The Dodgers went 17-11 in August, their first winning month since June 2010. They are five games under .500, for the first time since June 12. They are within six games of the fading Giants in the NL West. They have a positive run differential (524 scored, 520 given up) for the first time since the second game of the season.

"I'd like to keep going and win as many games as we can possibly win," manager Don Mattingly said. "The biggest thing I've been proud of is this club has not quit playing. They didn't quit when we were really struggling, and they kept playing hard then. They're playing the same way now, but we're getting wins."

They're No. 1
In a season like this you gladly accept small victories where they appear and is wasn't a little win when the Rookie-level Arizona League Dodgers won the league championship with a 4-2 victory over the Giants. It's the first championship for a Dodger affiliate since the Double-A Jacksonville Suns won the 2005 Southern League title.

  The other farm clubs in the playoffs are Double-A Chattanooga, high Class-A Rancho Cucamonga and rookie-level Ogden.

In addition, the team's manager, Jody Reed, was selected as the Arizona League Manager of the Year and outfielder Joseph Winker earned a league All-Star selection.

--RHP Matt Guerrier was placed on paternity leave because his wife was close to delivering the couple's second child. He'll rejoin the team in a few days on the road trip.

--RHP Josh Lindblom was called up from Double-A Chattanooga to take RHP Matt Guerrier's place and struck out Aaron Cunningham to bail out Ted Lilly and end the sixth inning.
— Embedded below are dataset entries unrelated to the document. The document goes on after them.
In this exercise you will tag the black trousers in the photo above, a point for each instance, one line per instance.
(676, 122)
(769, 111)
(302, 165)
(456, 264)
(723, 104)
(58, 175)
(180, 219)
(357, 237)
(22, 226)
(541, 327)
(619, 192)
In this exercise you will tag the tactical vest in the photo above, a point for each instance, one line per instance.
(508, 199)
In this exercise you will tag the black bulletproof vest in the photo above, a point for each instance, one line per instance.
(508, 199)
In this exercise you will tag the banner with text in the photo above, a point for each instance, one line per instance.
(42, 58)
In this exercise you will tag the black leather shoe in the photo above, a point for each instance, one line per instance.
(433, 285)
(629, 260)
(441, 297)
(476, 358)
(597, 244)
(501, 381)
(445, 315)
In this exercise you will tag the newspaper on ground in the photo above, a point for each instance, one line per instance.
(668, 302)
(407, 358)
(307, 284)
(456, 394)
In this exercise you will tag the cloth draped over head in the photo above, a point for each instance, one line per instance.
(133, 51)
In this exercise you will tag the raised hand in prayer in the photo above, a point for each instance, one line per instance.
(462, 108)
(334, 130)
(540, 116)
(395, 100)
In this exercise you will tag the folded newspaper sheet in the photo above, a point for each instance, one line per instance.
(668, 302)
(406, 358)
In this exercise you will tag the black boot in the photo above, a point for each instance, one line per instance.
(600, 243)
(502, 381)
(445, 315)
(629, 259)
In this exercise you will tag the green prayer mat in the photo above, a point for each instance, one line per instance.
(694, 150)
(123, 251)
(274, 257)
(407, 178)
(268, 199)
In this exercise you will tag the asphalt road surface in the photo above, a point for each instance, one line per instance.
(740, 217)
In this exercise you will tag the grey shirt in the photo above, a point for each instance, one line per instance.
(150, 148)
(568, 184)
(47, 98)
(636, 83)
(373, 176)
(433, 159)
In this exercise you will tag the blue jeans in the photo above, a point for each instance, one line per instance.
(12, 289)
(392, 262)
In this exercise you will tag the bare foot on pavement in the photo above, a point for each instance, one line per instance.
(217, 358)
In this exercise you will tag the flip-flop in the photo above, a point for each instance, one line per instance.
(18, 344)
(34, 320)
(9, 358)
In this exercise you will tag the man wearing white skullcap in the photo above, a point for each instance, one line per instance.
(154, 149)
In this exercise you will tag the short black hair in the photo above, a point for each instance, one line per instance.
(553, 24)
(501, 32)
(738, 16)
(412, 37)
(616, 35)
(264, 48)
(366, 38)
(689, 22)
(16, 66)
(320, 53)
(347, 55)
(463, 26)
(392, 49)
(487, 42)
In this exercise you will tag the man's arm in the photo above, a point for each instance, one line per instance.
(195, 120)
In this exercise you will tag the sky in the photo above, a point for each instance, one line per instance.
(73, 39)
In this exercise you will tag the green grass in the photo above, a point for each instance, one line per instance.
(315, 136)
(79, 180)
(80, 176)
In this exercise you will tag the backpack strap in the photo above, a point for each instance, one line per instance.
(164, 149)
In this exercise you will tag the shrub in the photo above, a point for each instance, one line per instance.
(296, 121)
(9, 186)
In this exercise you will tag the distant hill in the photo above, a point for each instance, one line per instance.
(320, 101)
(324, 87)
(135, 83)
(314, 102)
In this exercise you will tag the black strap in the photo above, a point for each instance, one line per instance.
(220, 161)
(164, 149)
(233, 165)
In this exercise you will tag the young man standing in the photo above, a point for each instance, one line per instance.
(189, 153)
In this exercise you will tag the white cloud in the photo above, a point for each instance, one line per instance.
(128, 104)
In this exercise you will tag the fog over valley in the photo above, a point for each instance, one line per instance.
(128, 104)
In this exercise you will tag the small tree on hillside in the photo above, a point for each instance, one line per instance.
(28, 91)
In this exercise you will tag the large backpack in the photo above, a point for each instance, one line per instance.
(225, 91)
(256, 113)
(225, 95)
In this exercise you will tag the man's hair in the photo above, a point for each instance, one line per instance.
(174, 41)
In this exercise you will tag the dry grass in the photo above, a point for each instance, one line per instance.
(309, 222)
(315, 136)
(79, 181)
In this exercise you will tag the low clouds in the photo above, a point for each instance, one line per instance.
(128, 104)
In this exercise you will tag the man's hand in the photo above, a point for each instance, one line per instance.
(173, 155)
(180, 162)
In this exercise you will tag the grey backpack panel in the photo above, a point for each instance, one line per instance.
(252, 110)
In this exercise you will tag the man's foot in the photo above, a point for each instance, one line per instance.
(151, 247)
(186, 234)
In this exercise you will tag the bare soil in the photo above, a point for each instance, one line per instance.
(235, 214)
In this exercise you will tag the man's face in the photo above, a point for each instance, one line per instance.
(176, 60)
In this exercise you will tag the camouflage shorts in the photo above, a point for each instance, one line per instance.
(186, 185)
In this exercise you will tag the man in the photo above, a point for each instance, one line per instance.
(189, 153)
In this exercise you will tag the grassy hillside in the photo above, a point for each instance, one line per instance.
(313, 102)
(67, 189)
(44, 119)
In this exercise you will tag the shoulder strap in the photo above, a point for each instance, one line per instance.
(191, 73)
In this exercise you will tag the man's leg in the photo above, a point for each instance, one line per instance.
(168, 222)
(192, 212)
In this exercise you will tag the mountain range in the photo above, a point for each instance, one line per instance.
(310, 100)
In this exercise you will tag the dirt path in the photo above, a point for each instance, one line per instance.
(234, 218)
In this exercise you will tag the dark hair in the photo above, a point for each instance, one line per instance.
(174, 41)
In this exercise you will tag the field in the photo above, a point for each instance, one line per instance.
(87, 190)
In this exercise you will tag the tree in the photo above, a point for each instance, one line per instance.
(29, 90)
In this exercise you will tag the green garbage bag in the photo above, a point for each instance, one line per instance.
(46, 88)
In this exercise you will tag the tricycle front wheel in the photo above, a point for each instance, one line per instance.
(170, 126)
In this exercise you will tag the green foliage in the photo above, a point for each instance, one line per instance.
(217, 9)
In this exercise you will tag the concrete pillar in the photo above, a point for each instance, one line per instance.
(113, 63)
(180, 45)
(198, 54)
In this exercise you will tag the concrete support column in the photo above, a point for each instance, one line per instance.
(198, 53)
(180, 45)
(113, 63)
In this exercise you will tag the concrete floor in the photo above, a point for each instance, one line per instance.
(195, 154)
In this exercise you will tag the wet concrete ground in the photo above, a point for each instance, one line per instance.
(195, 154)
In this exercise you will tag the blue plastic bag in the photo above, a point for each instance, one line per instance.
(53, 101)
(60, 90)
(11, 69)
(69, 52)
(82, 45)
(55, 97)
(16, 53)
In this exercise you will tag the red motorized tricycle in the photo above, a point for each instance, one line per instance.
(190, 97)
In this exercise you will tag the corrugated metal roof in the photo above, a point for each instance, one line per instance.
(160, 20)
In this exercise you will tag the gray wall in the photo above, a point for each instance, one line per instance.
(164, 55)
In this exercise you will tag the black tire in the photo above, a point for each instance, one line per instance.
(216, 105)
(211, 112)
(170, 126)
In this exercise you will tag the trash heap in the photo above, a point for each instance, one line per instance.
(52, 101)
This is Lindblom's third stint with the Dodgers this year, and it's the first time he's not replacing, or getting replaced by, reliever Kenley Jansen. Lindblom will stay with the team the rest of the season since he was going to be a September call-up anyway.

--CF Matt Kemp set a career high of 102 RBI and and his 36th stolen base of the season but his Triple Crown took a hit, however, when Albert Pujols hit two home runs to give him 34 this year. Kemp is three behind Pujols. Kemp also recorded his 10th outfield assist, tying him for the NL lead with Carlos Gonzalez, Carlos Lee, Ryan Ludwick and Hunter Pence.
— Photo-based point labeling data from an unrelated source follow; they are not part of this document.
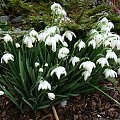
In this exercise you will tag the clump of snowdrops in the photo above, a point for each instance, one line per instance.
(44, 68)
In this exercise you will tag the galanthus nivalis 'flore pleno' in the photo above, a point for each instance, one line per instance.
(59, 71)
(80, 44)
(110, 73)
(6, 57)
(103, 61)
(74, 60)
(111, 55)
(7, 38)
(51, 96)
(69, 35)
(43, 85)
(37, 64)
(63, 52)
(88, 66)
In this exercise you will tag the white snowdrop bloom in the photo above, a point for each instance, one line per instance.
(93, 31)
(33, 33)
(86, 74)
(59, 71)
(98, 38)
(46, 65)
(93, 43)
(7, 38)
(40, 69)
(63, 52)
(69, 35)
(105, 28)
(118, 71)
(88, 65)
(42, 36)
(80, 44)
(55, 6)
(44, 85)
(6, 57)
(107, 43)
(28, 41)
(64, 103)
(103, 61)
(74, 60)
(51, 96)
(37, 64)
(111, 54)
(17, 45)
(110, 73)
(104, 20)
(1, 92)
(52, 30)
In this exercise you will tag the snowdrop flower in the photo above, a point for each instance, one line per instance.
(55, 6)
(40, 69)
(6, 57)
(119, 71)
(63, 52)
(93, 43)
(104, 20)
(64, 103)
(1, 93)
(110, 73)
(33, 33)
(51, 96)
(7, 38)
(46, 65)
(103, 62)
(28, 41)
(69, 35)
(44, 85)
(80, 44)
(59, 71)
(86, 74)
(88, 65)
(43, 36)
(111, 54)
(37, 64)
(17, 45)
(74, 60)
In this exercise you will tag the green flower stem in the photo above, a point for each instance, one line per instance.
(104, 93)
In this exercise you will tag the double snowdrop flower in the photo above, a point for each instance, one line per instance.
(74, 60)
(103, 61)
(88, 66)
(7, 38)
(51, 96)
(63, 52)
(6, 57)
(111, 54)
(80, 44)
(59, 71)
(44, 85)
(69, 35)
(110, 73)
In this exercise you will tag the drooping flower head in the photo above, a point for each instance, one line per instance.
(59, 71)
(6, 57)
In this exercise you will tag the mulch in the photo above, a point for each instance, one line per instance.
(93, 106)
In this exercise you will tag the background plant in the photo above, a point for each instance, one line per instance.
(45, 68)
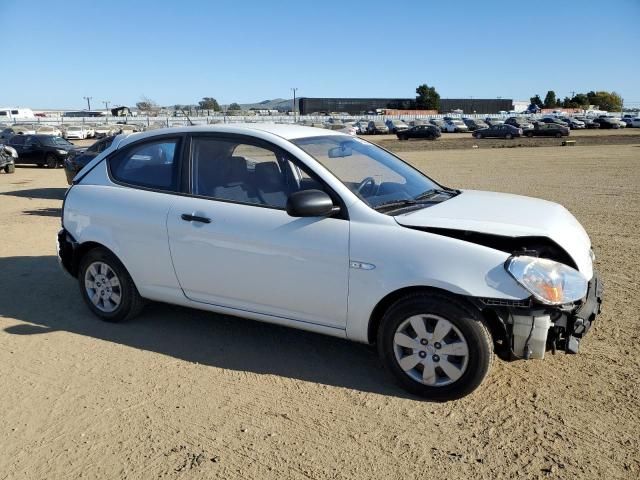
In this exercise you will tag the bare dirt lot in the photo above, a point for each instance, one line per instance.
(178, 393)
(457, 141)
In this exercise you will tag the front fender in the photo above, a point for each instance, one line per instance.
(405, 258)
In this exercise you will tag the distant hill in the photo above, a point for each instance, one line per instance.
(281, 104)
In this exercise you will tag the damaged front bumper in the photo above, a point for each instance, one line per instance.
(530, 329)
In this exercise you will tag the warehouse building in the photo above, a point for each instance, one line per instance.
(360, 106)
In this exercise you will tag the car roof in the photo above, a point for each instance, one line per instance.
(286, 131)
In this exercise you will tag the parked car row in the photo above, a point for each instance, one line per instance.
(41, 150)
(70, 132)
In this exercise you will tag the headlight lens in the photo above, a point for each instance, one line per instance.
(549, 282)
--INF Juan Uribe, a massive bust this season, had a setback with his running a few days ago. Sidelined by what's now being called a sports hernia, Uribe almost certainly won't play again this year. Uribe and his agent will discuss whether to have surgery. After signing a three-year, $21 million contract, Uribe has produced a woeful .204/.264/.293 slash line this year.
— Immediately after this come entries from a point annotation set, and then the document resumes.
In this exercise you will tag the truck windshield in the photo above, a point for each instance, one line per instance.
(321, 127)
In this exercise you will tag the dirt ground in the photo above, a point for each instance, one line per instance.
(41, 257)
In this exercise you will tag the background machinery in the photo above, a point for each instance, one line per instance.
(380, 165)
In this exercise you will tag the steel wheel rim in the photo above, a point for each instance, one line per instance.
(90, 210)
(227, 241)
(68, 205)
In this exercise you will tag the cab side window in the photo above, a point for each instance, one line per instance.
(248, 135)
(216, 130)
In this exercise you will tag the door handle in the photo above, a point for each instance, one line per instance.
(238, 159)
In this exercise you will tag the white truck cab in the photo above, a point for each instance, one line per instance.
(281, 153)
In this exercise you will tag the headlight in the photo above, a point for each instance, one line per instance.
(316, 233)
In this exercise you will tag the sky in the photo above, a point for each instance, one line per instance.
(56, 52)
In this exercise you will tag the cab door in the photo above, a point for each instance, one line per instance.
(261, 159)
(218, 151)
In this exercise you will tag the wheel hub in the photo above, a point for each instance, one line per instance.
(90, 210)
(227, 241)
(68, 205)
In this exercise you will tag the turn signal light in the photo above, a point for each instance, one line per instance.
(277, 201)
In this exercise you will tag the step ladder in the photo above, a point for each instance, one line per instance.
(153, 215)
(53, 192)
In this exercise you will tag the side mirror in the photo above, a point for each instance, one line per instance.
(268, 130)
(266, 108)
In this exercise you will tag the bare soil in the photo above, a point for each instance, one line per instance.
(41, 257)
--INF Russ Mitchell was among the Dodgers' call-ups on Thursday, providing more infield depth with 3B Casey Blake out. --SS Dee Gordon was activated from the disabled list and went right back to the leadoff spot. He singled and scored in the first inning, then doubled home two runs in the eighth inning that proved to be the difference in the game.

--RHP Kenley Jansen picked up his third save of the season, although it was a rare outing in which he allowed a walk, a hit and a run.

--James Loney went 2-for-5 with an RBI single and has now driven in at least one run in eight of his last nine contests. He has hit safely in 10 of his last 11 games, batting at a .468 clip with five doubles, four homers and 12 RBI since Aug. 21.  

QUOTE TO NOTE: "I felt it was a possibility. When it's something you don't have control over, you prepare for it as best you can. My wife and I are people who make plans, and we hopefully didn't want to get caught off guard. So we sat down and tried to come up with something of a plan." -- Infielder Jamey Carroll, on the possibility of getting traded Wednesday on the deadline to be eligible for postseason play. Carroll cleared waivers and the Braves were interested, but the offer wasn't good enough to satisfy general manager Ned Colletti, so Carroll remained with the Dodgers.

QUOTE TO NOTE: "He's pretty slick with the glove. He's pretty sure with his hands. He's fun to watch. He has some range." -- Manager Don Mattingly, on infielder Justin Sellers. With Dee Gordon getting activated from the disabled list, Sellers won't be the everyday shortstop anymore. He's likely to get a bunch of starts at second base, a few at third base, and a few at shortstop. The Dodgers like his defense and believe he's holding his own offensively (.254/.333/.381 in 63 at-bats).